Les voyages secondaires spontanés augmentent l’anxiété pour le mari car il s’agit d’une nouvelle situation à laquelle le mari doit faire face. Ce qui était heureux est maintenant horrible et désorienté. Nous nous sommes dirigés droit vers notre destination à Washington et avons sauvé une petite aventure un autre jour.

Il semble que des objets familiers dans la voiture aient également été utiles. Dans ce cas, sa liste de lecture préférée, quelques livres et deux chiens se blottissant à côté de lui en voyage.

Pendant notre séjour à Washington, nous avons eu la chance de séjourner dans une vieille maison. Il ne reconnaît plus les maisons et les rues, ni même nos amis et notre famille, mais nous vivons dans cette maison depuis plus de 20 ans. À un niveau subconscient, il semblait probablement réconforté quand nous étions là.

Si vous êtes avec des amis ou de la famille, assurez-vous qu’ils comprennent la situation.
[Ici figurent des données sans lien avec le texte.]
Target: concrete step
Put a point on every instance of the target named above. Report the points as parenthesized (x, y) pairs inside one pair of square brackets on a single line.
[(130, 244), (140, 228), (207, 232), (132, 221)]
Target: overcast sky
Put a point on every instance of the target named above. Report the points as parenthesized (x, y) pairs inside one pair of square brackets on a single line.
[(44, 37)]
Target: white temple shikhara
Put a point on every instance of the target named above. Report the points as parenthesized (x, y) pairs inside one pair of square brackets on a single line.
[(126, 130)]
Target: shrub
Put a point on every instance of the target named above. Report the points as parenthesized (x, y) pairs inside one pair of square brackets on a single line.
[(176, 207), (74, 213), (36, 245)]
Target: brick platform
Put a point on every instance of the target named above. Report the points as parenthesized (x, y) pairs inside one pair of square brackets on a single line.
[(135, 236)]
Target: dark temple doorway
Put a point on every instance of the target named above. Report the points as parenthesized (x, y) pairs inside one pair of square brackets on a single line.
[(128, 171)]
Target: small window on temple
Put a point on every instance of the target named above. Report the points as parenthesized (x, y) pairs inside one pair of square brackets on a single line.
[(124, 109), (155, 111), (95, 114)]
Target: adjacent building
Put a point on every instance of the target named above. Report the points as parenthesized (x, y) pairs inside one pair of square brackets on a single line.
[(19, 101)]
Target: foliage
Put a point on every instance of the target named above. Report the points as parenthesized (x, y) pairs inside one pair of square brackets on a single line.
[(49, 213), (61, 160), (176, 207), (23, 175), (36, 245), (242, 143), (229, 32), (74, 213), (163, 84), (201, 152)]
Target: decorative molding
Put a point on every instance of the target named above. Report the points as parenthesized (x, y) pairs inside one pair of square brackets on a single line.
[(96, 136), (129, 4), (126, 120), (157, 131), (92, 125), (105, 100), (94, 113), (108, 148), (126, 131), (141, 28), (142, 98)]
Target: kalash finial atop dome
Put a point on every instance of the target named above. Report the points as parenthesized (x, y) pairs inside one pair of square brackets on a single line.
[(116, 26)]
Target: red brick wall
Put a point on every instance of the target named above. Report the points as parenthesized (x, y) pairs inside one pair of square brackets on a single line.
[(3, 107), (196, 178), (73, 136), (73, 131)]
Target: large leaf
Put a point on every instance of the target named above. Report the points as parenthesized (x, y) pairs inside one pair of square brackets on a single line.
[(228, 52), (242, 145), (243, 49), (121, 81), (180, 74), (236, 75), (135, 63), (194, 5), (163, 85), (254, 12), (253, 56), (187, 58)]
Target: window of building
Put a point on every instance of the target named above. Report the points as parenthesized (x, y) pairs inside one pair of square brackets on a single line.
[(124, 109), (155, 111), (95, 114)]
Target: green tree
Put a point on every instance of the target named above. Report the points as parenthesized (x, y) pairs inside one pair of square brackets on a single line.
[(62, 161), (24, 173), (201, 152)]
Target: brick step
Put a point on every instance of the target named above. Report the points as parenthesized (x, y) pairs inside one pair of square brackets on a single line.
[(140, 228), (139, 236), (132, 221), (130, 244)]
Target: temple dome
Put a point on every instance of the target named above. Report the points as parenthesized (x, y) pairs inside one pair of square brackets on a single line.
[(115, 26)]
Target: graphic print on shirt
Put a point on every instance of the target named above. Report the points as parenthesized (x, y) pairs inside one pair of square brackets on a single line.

Partager un espace avec quelqu’un qui est fou de démence peut être très stressant.

3ème place : planifier, planifier, planifier

Choisissez un itinéraire à l’avance et planifiez votre séjour.

Veuillez réserver une chambre et vous renseigner sur l’accès. Devez-vous marcher beaucoup dans l’espace public pour atteindre votre chambre ?

Une fois à l’intérieur, il ferme la porte. Sachez qu’utiliser une chaîne ne suffit pas, comme vous l’avez appris en un seul voyage lorsque vous avez séjourné dans un motel à l’ancienne avec une chambre face au parking. À minuit, je me suis réveillé pour voir mon mari aux pieds nus ouvrir la porte et mettre le pied une nuit d’hiver. Lorsqu’on lui a demandé ce qu’il faisait, il a dit qu’il cherchait une salle de bain.

J’ai appris à mettre des objets froissés encombrants tels que des chaises devant la porte (un sac fourre-tout rempli de collations est bon). Ce n’est pas absolument certain, mais déplacer tous ces objets est suffisamment décourageant et bruyant pour me réveiller avant qu’il n’ouvre la porte.

J’ai apporté beaucoup de collations. L’astuce consiste à arrêter la faim jusqu’à ce que vous vous arrêtiez la nuit, puis à manger correctement dans votre chambre.

Si votre hôtel ne dispose pas de service d’étage, vérifiez vos options de plats à emporter avant votre arrivée (notez l’heure de fermeture) et faites livrer votre repas (et probablement de l’alcool) à votre hôtel.

2ème place : Amenez des amis

Avoir une personne de soutien avec vous fait toute la différence entre un voyage serré et un voyage tolérable. Conduire pendant deux jours avec un ami et un mari malheureux n’était pas un rire, mais c’est une bénédiction d’avoir quelqu’un qui peut faire l’interférence et qui sait bien compter jusqu’à 10.

Choisissez un ami qui a une tendance ensoleillée et compatissante. Ce n’est pas le moment d’amener quelqu’un pour soutenir et nourrir vos besoins souvent justifiés. Votre compagnon atteint de démence a également besoin de sympathie.

J’avais peur d’avoir trop de questions, mais mon ami m’a dit que j’avais hâte de parler en conduisant. N’ayez pas peur de poser des questions.

Mais un conseil relationnel : si vous voyagez avec un ami « assistant », réservez une suite ou une deuxième chambre pour garantir intimité et repos.

1ère place : comptez jusqu’à 10

Divulgation complète : Je ne suis pas un aidant naturel. Je suis impatient, alors ma devise est « comptez jusqu’à 10 et avant et après ». Je ne cesse de le répéter, car sinon je me mettrais à crier.

Personne ne choisit cette voie, mais mon mari et moi le faisons ensemble, du moins tant que je peux le gérer, que cela me plaise ou non.

Alors oui, le voyage est possible. Trouvez et souvenez-vous de votre propre mantra de patience : rechercher la gentillesse d’un étranger n’est pas honteux – et beaucoup d’aide de la part de vos proches et de vos amis.

Selon les Centers for Disease Control and Prevention des États-Unis, environ 1 Américain sur 9 de plus de 45 ans signale un « déclin cognitif subjectif ». La démence devient une réalité de plus en plus réelle pour de nombreuses familles itinérantes.